そろそろ身体が怠け始めた方も多いのではないでしょうか。

はたまた田植えで疲れ切った方にお勧めのお話になっています。

前話から3件のブクマ保存が増え、10件目になりました。

ありがとうございます、これからもよろしくお願いします。


 ギルド商会の正面の大扉から入った様々な人間たち或いはエルフであったり、ドワーフであったりする彼等を複数人の受付嬢が迎え入れてくれる。

ドレスアップしている彼女たちの格好は、本来ならば上級貴族の使用人が着るメイド服というものらしい。

城下町の隅の一角に設けられたピンク街に住まう娼婦たちとは別格の雰囲気と容姿を重ね持つ彼女たちの仕事は、来訪者と真摯に向き合いギルド商会の案内、クエストの受注や発注、商品の運搬などをサポートしてくれる。

ただ彼女たちは娼婦ではない為、もしも故意にお尻や胸にタッチしてしまうと…。


「ひゃい―――、」


 ギルドホールにゴツイ大柄な甲冑を着た冒険者一万人が押し寄せて来ても、十分収容できるほどの広さを持つ円柱型の作りが為されている。

正面の入り口と一階に設置された受付の窓口が十以上と最も来訪者が密集するフロアであっても、全フロアの天井がないのだから女性の悲鳴声はよく耳に入る。

悲鳴の発信源は、周囲の来訪者の耳に入ると反射的に向けられ直ぐに特定される。

群青を基調としたドレスにひらひらとした白色のエプロンを着た女性に手を上げているのは酒乱の男性だった。

赤ワインのボトルを片手に持ってぐびぐびと呑みながらも器用に両手首を押さえて、壁に追いやり逃げ場のない彼女のお尻をなでなでしている。

男性客はここぞとばかりにチラチラと見てはその行為を見逃すが、それは第四級と罪状は軽いものの立派な犯罪行為であることに違いない。
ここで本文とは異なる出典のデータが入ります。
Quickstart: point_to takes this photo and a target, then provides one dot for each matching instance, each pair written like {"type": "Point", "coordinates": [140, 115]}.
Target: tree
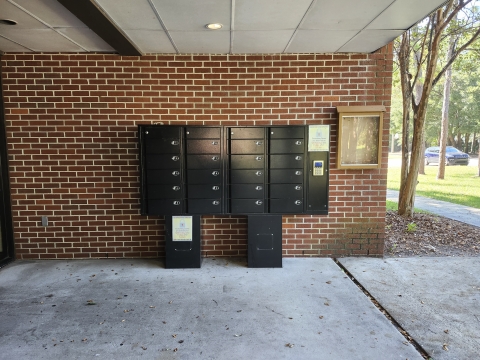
{"type": "Point", "coordinates": [425, 39]}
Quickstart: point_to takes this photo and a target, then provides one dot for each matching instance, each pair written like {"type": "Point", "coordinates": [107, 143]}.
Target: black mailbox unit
{"type": "Point", "coordinates": [255, 171]}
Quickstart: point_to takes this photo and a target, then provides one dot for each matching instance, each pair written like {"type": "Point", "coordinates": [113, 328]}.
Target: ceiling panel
{"type": "Point", "coordinates": [257, 42]}
{"type": "Point", "coordinates": [368, 40]}
{"type": "Point", "coordinates": [49, 12]}
{"type": "Point", "coordinates": [24, 20]}
{"type": "Point", "coordinates": [269, 14]}
{"type": "Point", "coordinates": [9, 46]}
{"type": "Point", "coordinates": [343, 14]}
{"type": "Point", "coordinates": [131, 15]}
{"type": "Point", "coordinates": [402, 14]}
{"type": "Point", "coordinates": [188, 15]}
{"type": "Point", "coordinates": [178, 26]}
{"type": "Point", "coordinates": [41, 40]}
{"type": "Point", "coordinates": [86, 38]}
{"type": "Point", "coordinates": [321, 41]}
{"type": "Point", "coordinates": [200, 42]}
{"type": "Point", "coordinates": [151, 41]}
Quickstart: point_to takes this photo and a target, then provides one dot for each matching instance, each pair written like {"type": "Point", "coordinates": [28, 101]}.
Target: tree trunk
{"type": "Point", "coordinates": [467, 139]}
{"type": "Point", "coordinates": [446, 106]}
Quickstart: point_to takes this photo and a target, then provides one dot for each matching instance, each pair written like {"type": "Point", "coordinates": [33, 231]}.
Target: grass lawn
{"type": "Point", "coordinates": [461, 184]}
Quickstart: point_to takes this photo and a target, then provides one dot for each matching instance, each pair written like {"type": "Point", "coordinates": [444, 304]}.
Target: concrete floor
{"type": "Point", "coordinates": [133, 309]}
{"type": "Point", "coordinates": [437, 300]}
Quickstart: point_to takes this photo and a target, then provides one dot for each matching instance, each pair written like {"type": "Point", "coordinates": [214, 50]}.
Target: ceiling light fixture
{"type": "Point", "coordinates": [214, 26]}
{"type": "Point", "coordinates": [7, 22]}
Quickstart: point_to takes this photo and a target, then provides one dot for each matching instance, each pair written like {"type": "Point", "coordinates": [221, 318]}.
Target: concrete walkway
{"type": "Point", "coordinates": [136, 309]}
{"type": "Point", "coordinates": [461, 213]}
{"type": "Point", "coordinates": [436, 300]}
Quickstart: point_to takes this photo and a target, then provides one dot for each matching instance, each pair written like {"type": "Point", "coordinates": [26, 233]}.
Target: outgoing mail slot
{"type": "Point", "coordinates": [286, 206]}
{"type": "Point", "coordinates": [247, 191]}
{"type": "Point", "coordinates": [287, 146]}
{"type": "Point", "coordinates": [286, 176]}
{"type": "Point", "coordinates": [204, 191]}
{"type": "Point", "coordinates": [252, 146]}
{"type": "Point", "coordinates": [246, 176]}
{"type": "Point", "coordinates": [165, 191]}
{"type": "Point", "coordinates": [163, 145]}
{"type": "Point", "coordinates": [247, 133]}
{"type": "Point", "coordinates": [288, 191]}
{"type": "Point", "coordinates": [287, 132]}
{"type": "Point", "coordinates": [210, 146]}
{"type": "Point", "coordinates": [247, 206]}
{"type": "Point", "coordinates": [293, 161]}
{"type": "Point", "coordinates": [162, 132]}
{"type": "Point", "coordinates": [247, 161]}
{"type": "Point", "coordinates": [204, 206]}
{"type": "Point", "coordinates": [209, 161]}
{"type": "Point", "coordinates": [170, 176]}
{"type": "Point", "coordinates": [200, 132]}
{"type": "Point", "coordinates": [210, 176]}
{"type": "Point", "coordinates": [169, 161]}
{"type": "Point", "coordinates": [165, 206]}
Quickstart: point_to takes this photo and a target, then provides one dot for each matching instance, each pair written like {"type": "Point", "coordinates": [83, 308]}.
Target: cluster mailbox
{"type": "Point", "coordinates": [202, 170]}
{"type": "Point", "coordinates": [252, 170]}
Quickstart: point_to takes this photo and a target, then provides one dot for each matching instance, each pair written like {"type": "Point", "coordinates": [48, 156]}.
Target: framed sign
{"type": "Point", "coordinates": [182, 228]}
{"type": "Point", "coordinates": [360, 137]}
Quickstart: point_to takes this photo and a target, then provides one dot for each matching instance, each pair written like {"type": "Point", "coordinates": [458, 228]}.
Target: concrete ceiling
{"type": "Point", "coordinates": [137, 27]}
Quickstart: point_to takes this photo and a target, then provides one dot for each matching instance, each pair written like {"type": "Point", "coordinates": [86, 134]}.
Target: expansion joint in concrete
{"type": "Point", "coordinates": [374, 301]}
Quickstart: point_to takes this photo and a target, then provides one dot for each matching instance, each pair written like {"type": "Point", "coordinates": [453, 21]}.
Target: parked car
{"type": "Point", "coordinates": [453, 156]}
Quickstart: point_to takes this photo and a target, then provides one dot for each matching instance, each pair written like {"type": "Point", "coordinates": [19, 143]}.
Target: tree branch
{"type": "Point", "coordinates": [455, 55]}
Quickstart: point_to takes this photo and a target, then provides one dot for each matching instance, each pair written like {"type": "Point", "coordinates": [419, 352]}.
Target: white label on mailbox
{"type": "Point", "coordinates": [182, 228]}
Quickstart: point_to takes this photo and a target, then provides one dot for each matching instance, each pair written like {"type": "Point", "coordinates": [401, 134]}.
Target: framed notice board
{"type": "Point", "coordinates": [360, 137]}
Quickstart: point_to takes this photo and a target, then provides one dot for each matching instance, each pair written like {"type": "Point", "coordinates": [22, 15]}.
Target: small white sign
{"type": "Point", "coordinates": [318, 137]}
{"type": "Point", "coordinates": [182, 228]}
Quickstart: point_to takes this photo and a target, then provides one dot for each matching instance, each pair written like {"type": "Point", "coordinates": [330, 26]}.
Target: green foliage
{"type": "Point", "coordinates": [411, 227]}
{"type": "Point", "coordinates": [459, 186]}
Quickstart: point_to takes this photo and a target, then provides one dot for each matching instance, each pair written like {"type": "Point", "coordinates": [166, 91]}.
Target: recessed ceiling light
{"type": "Point", "coordinates": [214, 26]}
{"type": "Point", "coordinates": [7, 22]}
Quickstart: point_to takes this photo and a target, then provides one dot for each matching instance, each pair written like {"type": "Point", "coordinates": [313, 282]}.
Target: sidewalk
{"type": "Point", "coordinates": [461, 213]}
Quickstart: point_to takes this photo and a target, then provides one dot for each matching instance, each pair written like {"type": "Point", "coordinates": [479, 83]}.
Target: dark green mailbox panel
{"type": "Point", "coordinates": [231, 170]}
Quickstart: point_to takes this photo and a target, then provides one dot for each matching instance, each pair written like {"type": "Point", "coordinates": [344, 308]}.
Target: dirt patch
{"type": "Point", "coordinates": [429, 235]}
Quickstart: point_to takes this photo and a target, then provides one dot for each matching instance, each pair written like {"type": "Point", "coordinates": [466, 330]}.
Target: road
{"type": "Point", "coordinates": [396, 161]}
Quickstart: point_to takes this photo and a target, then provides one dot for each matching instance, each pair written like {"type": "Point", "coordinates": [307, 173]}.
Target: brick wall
{"type": "Point", "coordinates": [72, 144]}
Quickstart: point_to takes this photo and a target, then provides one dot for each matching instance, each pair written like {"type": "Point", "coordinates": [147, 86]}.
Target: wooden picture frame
{"type": "Point", "coordinates": [360, 137]}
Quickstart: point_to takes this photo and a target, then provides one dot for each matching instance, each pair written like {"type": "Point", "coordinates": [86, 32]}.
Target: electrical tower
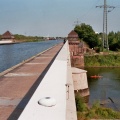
{"type": "Point", "coordinates": [105, 12]}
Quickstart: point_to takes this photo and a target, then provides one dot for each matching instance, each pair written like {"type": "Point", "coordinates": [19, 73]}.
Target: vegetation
{"type": "Point", "coordinates": [110, 60]}
{"type": "Point", "coordinates": [114, 41]}
{"type": "Point", "coordinates": [95, 112]}
{"type": "Point", "coordinates": [88, 35]}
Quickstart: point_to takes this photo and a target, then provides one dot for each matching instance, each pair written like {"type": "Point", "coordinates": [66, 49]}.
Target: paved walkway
{"type": "Point", "coordinates": [18, 85]}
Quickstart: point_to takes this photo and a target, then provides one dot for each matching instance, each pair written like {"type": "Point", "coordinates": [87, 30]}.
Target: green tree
{"type": "Point", "coordinates": [87, 34]}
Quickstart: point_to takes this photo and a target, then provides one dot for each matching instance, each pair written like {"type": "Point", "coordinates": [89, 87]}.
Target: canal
{"type": "Point", "coordinates": [13, 54]}
{"type": "Point", "coordinates": [106, 90]}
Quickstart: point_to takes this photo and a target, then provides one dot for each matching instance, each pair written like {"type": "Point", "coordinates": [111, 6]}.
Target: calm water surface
{"type": "Point", "coordinates": [13, 54]}
{"type": "Point", "coordinates": [105, 89]}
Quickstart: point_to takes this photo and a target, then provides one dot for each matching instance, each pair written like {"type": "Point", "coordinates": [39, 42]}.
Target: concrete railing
{"type": "Point", "coordinates": [54, 98]}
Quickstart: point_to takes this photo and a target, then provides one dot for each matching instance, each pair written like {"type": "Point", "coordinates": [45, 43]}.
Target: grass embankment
{"type": "Point", "coordinates": [109, 60]}
{"type": "Point", "coordinates": [95, 112]}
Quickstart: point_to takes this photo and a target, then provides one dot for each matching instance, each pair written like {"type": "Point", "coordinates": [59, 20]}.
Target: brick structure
{"type": "Point", "coordinates": [76, 49]}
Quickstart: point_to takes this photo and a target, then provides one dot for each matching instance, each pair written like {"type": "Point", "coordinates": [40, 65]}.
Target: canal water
{"type": "Point", "coordinates": [106, 90]}
{"type": "Point", "coordinates": [13, 54]}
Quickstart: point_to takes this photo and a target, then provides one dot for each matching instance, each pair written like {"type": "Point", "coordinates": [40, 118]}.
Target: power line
{"type": "Point", "coordinates": [77, 22]}
{"type": "Point", "coordinates": [105, 11]}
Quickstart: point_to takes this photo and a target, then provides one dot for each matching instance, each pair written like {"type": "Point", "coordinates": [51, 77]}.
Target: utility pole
{"type": "Point", "coordinates": [105, 11]}
{"type": "Point", "coordinates": [77, 22]}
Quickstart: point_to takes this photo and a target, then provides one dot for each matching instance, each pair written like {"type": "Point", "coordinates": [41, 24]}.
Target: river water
{"type": "Point", "coordinates": [13, 54]}
{"type": "Point", "coordinates": [106, 90]}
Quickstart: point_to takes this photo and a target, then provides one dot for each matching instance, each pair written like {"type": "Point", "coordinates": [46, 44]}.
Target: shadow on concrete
{"type": "Point", "coordinates": [20, 107]}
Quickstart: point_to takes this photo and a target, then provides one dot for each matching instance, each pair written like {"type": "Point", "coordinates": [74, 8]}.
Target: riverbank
{"type": "Point", "coordinates": [95, 111]}
{"type": "Point", "coordinates": [110, 60]}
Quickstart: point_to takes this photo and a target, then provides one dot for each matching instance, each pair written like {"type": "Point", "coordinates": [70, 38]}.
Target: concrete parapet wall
{"type": "Point", "coordinates": [54, 85]}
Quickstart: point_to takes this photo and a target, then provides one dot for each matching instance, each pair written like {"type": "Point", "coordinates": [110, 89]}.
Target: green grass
{"type": "Point", "coordinates": [109, 60]}
{"type": "Point", "coordinates": [95, 112]}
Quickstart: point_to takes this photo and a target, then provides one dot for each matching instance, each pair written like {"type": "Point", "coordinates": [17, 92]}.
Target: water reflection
{"type": "Point", "coordinates": [13, 54]}
{"type": "Point", "coordinates": [105, 89]}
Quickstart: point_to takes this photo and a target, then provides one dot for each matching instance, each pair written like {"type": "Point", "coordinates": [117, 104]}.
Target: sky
{"type": "Point", "coordinates": [55, 18]}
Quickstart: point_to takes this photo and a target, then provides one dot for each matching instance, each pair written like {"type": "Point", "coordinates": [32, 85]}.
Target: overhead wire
{"type": "Point", "coordinates": [89, 11]}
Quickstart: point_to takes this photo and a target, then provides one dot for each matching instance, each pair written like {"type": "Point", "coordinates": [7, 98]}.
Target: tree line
{"type": "Point", "coordinates": [94, 40]}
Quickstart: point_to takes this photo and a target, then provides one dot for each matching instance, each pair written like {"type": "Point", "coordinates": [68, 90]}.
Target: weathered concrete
{"type": "Point", "coordinates": [18, 84]}
{"type": "Point", "coordinates": [57, 84]}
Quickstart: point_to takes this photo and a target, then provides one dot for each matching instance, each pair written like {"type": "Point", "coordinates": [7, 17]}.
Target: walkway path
{"type": "Point", "coordinates": [18, 85]}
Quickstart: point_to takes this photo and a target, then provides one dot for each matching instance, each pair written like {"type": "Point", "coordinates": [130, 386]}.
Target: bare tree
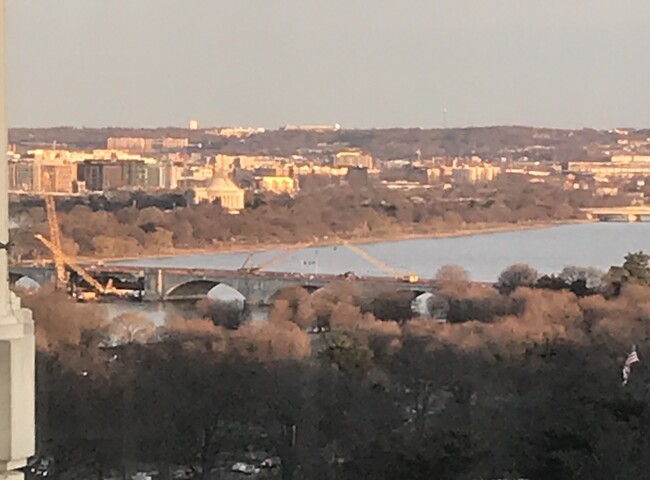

この場合はギルド商会の五箇条のひとつ、同じ職場で助け合うが優先され彼女たち受付嬢によって駆逐される。


 パープルな綺麗な髪をした受付嬢が冷ややかな目で現れた。

彼女の右手には小槌が握られている。

悲鳴をいち早く認識した彼女は掃除道具入れに立てかけていた竹箒ではなく、小槌を持って変態行為を平然と行う酒乱男性の頭部を表情一つ変えずに振り下ろした。


(ほろべ)―――、」

「ダメです。リリー、それは人殺しになります」


 酒乱男性の頭部すれすれのところで寸止めされた小槌とリリーと自分の名前を呼ばれて硬直した彼女が振り向いた先には、同僚のグリーンの綺麗な髪を後ろでくくったポニーテールの少女に向ける。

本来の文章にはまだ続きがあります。